Saturday: Parkrun, 5km (3.11 miles) @ 7:34 min/mile
The best day of the week: parkrun day! Perhaps the only thing to consistently successfully get me out of bed before 9 am at the weekend, it is fair to say that I enjoy my weekly parkrun. I generally run it with a friend, Al, and his son, but they didn’t arrive in time this week, so I ran alone. The first lap I settled around another pair of runners and happily ran their pace, but second lap I kicked on a little on my own. The course, as has been the case for a few weeks, has a few diversions and alterations to avoid us running through the River Tone. Even so, the course remains exceedingly wet and muddy, as evidenced by the back of my t-shirt (right).

I had gone into this run extremely worried about my knee after the trouble it gave me on Thursday, but I had no problems at all, and all things considered I was very happy with my time: not a personal best on the course, but given the weather a very good one for me.

Sunday: 8.15 miles @ 10:29 min/mile
The long run. And long it was: the longest I have run since October 2012. And after that run, I was injured for the best part of four months! Despite having had no real issues with my knee during my parkrun, I yet again went into this run worried about my knee, and unfortunately they were justified. I first started really noticing the pain around five miles in, and adapted my run to minimise the pain: I slowed down, and shortened my stride length. I continued on around the eight miles, and it never got too painful, although I was always aware of it there on the edge. Having slowed down because of my knee, I ran a pretty slow time, and fitness wise it didn’t really strain me at all. After the run, I looked back for the exercises that my physio gave me when I had knee issues last year (after that October 2012 run.) I completed those, and hopefully by the time I run again next week, the issues will have subsided.

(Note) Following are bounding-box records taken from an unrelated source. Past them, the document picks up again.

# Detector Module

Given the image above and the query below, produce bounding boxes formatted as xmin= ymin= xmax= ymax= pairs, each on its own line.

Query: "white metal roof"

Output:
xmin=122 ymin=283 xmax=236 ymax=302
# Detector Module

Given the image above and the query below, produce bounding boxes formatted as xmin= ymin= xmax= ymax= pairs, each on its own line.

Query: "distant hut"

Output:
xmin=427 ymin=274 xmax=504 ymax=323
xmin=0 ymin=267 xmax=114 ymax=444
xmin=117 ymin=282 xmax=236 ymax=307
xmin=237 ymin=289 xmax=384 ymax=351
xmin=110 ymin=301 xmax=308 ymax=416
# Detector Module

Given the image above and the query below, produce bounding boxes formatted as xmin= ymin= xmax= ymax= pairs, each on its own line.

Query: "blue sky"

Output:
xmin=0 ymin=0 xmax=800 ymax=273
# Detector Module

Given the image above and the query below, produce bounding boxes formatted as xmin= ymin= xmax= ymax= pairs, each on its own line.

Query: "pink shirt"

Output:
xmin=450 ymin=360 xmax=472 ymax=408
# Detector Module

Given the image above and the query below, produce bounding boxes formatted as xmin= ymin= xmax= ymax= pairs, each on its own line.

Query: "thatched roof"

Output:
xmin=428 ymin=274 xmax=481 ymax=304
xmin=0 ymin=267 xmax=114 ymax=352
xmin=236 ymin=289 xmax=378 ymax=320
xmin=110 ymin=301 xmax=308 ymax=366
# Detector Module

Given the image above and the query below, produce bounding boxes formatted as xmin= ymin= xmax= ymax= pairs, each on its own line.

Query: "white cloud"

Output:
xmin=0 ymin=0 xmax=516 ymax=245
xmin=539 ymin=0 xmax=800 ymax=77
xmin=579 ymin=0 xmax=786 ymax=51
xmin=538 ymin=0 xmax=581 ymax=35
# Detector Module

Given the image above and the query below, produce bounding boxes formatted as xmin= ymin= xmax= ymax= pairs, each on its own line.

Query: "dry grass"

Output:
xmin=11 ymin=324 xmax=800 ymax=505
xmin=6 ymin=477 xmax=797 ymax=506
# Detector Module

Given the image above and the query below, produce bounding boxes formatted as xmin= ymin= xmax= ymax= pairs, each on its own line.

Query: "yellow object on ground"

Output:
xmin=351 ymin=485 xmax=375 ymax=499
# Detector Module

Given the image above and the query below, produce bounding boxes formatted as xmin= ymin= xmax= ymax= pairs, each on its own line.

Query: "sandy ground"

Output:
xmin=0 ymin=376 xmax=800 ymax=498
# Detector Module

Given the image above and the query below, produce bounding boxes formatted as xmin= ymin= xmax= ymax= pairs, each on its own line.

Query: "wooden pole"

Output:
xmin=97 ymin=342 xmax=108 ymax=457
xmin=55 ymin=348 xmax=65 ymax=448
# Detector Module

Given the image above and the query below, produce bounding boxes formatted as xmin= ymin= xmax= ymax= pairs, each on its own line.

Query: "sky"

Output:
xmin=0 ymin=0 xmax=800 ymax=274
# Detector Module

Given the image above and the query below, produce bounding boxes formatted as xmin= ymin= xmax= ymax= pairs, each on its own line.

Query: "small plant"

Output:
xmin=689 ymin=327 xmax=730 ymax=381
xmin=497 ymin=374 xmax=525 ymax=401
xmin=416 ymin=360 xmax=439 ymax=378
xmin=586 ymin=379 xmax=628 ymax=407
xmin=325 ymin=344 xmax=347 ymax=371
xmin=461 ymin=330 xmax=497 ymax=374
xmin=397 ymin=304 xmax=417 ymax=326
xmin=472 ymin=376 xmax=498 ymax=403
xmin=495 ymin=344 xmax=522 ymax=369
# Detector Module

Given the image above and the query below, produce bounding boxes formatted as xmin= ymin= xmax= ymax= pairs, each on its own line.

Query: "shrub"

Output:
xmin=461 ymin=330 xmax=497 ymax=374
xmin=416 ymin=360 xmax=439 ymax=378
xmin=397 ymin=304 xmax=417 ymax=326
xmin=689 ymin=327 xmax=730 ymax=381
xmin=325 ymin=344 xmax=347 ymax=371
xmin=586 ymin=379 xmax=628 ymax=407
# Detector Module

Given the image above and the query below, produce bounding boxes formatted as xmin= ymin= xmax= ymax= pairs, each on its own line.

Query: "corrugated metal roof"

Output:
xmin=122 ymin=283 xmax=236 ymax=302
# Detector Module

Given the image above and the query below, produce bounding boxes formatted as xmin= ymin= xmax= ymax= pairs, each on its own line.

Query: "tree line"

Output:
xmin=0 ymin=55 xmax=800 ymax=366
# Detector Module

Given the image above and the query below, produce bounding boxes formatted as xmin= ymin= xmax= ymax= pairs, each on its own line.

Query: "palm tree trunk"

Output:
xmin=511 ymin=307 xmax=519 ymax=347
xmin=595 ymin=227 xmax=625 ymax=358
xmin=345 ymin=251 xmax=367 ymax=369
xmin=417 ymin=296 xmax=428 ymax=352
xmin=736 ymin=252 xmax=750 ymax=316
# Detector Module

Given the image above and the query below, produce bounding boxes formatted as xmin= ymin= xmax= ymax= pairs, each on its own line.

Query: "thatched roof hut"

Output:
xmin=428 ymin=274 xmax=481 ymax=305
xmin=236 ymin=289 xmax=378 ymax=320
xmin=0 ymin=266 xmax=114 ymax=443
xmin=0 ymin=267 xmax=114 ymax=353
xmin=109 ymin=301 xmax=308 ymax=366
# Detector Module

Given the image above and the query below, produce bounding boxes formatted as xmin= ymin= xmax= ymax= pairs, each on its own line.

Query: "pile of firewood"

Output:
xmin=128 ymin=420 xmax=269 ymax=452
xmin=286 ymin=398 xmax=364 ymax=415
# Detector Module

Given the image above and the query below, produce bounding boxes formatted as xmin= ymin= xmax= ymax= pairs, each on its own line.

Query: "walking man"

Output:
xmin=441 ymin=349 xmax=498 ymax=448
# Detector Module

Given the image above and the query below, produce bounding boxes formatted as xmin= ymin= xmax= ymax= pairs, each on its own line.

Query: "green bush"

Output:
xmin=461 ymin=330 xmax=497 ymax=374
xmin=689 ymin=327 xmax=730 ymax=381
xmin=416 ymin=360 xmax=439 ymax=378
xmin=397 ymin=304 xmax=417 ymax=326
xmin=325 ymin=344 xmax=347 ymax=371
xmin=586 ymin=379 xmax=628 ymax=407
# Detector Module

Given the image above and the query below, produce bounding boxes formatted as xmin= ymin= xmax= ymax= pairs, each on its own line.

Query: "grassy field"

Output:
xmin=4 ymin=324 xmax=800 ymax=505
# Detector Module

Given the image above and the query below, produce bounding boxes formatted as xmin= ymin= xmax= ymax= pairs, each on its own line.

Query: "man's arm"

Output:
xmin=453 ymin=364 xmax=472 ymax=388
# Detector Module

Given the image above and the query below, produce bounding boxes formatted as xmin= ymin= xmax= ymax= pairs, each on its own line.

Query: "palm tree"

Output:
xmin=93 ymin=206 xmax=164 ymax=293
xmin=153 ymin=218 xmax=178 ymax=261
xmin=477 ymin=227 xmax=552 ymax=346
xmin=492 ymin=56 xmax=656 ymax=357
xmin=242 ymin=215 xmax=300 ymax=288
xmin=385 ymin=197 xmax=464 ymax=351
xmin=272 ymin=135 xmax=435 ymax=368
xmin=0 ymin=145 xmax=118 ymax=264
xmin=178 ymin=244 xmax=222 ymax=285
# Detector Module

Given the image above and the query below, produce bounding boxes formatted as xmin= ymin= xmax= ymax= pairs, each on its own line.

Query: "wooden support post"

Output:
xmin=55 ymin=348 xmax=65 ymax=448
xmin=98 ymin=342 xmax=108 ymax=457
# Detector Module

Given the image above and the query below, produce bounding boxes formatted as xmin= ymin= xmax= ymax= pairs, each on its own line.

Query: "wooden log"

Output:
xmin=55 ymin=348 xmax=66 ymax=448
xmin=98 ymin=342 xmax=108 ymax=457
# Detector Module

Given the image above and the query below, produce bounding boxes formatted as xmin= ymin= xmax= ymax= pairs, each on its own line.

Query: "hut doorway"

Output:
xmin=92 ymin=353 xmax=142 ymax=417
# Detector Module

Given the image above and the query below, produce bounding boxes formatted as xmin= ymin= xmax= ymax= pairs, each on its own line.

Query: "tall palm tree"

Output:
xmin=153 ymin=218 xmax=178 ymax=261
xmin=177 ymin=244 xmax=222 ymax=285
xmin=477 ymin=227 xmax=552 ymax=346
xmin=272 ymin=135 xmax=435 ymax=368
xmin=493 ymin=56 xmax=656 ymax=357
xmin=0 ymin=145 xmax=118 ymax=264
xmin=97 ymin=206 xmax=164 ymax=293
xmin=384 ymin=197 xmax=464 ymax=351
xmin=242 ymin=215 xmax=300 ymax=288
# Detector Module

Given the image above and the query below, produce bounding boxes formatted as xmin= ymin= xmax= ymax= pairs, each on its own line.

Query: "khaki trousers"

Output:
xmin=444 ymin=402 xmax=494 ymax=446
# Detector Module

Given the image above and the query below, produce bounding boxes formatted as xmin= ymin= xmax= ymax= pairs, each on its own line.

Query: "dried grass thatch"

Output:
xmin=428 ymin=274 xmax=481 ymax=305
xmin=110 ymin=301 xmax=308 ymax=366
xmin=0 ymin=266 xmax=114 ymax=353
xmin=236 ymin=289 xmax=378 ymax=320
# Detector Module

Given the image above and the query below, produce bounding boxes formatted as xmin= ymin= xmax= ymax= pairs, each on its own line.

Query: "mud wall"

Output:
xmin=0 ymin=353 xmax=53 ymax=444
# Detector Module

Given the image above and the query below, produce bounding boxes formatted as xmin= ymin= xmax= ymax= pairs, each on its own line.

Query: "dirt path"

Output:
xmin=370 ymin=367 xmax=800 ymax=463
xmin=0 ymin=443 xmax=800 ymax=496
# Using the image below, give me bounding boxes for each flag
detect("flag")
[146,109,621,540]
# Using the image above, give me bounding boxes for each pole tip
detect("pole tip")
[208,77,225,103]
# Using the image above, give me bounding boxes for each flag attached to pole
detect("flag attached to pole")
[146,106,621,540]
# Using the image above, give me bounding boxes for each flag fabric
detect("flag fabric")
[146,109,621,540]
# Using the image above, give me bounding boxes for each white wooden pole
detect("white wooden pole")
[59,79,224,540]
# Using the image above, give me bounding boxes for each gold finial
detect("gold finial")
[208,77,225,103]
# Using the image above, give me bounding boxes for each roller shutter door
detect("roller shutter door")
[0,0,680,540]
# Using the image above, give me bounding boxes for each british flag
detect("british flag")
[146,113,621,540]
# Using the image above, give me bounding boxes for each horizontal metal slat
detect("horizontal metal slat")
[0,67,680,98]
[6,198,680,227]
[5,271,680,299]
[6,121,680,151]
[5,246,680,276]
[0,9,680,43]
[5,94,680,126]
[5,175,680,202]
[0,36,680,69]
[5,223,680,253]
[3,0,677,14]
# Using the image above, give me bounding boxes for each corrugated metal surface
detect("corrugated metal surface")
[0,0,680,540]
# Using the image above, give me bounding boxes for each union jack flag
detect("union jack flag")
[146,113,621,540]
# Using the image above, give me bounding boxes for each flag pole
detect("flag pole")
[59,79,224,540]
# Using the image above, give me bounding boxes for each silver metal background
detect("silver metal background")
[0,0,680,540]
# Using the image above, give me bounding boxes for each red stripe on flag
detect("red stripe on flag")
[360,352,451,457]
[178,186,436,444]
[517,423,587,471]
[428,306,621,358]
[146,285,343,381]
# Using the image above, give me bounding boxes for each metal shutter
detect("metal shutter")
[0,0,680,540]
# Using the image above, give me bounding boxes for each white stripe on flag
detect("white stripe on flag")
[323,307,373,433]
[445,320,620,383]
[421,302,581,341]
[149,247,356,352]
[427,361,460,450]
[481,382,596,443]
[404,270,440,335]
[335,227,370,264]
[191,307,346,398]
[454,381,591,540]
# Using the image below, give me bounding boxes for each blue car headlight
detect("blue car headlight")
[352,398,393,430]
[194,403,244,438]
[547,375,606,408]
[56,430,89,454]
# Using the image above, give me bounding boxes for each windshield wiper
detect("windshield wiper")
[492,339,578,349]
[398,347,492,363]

Otherwise, this run went reasonably well: mentally I wasn’t too fazed by the distance, and kept up a reasonably positive dialogue with myself (I don’t listen to music when I run.) I remain positive about my chances of remaining fit for the next couple of months in order to complete my scheduled half marathon, although I might have to adapt my training schedule a bit if the knee continues to give me trouble. Only time will tell!